Commerce. Le Maroc menace de rompre sa coopération avec l’UE

Le Maroc reproche à l’Europe de ne pas permettre l’entrée des produits agricoles marocains sur le marché européen comme il le souhaiterait. | Service infographie
La coopération économique entre Union européenne et Maroc est en danger. Le Maroc reproche à l’Europe de ne pas permettre l’entrée des produits agricoles marocains sur le marché européen comme il le souhaiterait.

Le Maroc a menacé lundi de mettre fin à sa coopération économique avec l’Union européenne si le bloc n’applique pas un accord commercial sur les produits agricoles.

Dans un communiqué, le ministère de l’Agriculture déclare que l’UE devrait s’opposer aux mesures visant à freiner l’entrée des produits marocains sur le marché européen. Il ajoute que les accords entre le Maroc et l’UE assurent des milliers d’emplois et que leur remise en cause pourrait provoquer un afflux de migrants vers l’UE. « J’ai signé un contrat avec l’UE, je veux simplement savoir si cet accord est toujours d’actualité », a-t-il martelé.

La Cour de justice de l’UE (CJUE) a décidé le mois dernier que l’accord entre Rabat et Bruxelles sur le commerce des produits de l’agriculture et de la pêche ne s’appliquait pas à la région du Sahara occidental, contrôlée par le Maroc depuis 1976 après le départ de l’Espagne, alors puissance coloniale.

L’arbitrage de la CJUE fin 2016 avait débouté le Polisario, mais affirmé en même temps que le Sahara occidental (ex-colonie espagnole contrôlée par Rabat et dont le Polisario veut l’indépendance) n’était pas concerné par l’accord agricole, son statut n’ayant pas été arrêté par la communauté internationale.
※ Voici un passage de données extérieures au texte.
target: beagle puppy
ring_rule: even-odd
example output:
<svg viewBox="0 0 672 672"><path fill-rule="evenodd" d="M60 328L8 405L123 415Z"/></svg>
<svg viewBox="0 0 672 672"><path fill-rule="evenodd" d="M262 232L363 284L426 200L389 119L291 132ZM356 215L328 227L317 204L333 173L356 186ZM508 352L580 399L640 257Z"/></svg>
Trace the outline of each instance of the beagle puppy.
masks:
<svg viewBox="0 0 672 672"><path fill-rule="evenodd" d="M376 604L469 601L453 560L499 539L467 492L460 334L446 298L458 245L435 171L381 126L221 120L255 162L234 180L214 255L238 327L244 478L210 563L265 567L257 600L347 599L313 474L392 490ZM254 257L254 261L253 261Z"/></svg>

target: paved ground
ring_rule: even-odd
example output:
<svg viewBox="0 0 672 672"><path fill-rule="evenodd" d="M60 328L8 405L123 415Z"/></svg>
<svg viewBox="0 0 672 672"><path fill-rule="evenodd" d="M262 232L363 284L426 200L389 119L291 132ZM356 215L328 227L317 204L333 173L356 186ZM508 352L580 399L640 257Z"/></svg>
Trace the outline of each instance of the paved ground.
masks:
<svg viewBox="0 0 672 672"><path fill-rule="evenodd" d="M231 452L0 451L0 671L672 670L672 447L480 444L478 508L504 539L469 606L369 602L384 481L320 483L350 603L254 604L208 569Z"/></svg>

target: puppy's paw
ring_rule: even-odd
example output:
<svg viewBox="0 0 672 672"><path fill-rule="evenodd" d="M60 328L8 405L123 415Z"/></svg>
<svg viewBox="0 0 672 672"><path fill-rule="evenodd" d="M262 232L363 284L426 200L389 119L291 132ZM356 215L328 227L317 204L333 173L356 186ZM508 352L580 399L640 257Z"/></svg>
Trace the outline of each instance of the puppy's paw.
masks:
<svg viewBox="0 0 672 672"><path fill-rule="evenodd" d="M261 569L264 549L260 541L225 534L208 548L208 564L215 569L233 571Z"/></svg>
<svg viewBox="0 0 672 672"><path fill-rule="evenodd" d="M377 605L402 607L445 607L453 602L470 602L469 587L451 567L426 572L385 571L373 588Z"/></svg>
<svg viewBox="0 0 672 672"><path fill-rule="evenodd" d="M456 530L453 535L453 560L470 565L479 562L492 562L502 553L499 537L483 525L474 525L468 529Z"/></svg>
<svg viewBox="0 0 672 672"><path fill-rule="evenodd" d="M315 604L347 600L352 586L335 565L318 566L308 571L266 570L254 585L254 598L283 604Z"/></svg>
Depuis lors, des associations pro-Polisario ont contesté des opérations commerciales entre le Maroc et des pays européens, concernant des produits venus du Sahara. Le Front Polisario, qui lutte pour l’indépendance du territoire, a présenté le jugement de la CJUE comme une victoire.

« Il y a eu un jugement. Il faut maintenant que les choses soient claires, sincères, sur l’avenir que nous voulons développer entre le Maroc et l’UE », a déclaré le ministre de l’Agriculture et de la pêche, Aziz Akhannouch.

« Nous avons un contrat commercial de libre échange, un partenariat gagnant-gagnant. Malheureusement, il y a des zones d’incertitude sur tout ce qui ce prépare à Bruxelles », a déploré M. Akhannouch. « Moi-même qui suis ministre de l’Agriculture, je n’ai pas compris jusqu’à maintenant la position de la Commission par rapport aux zones du sud ».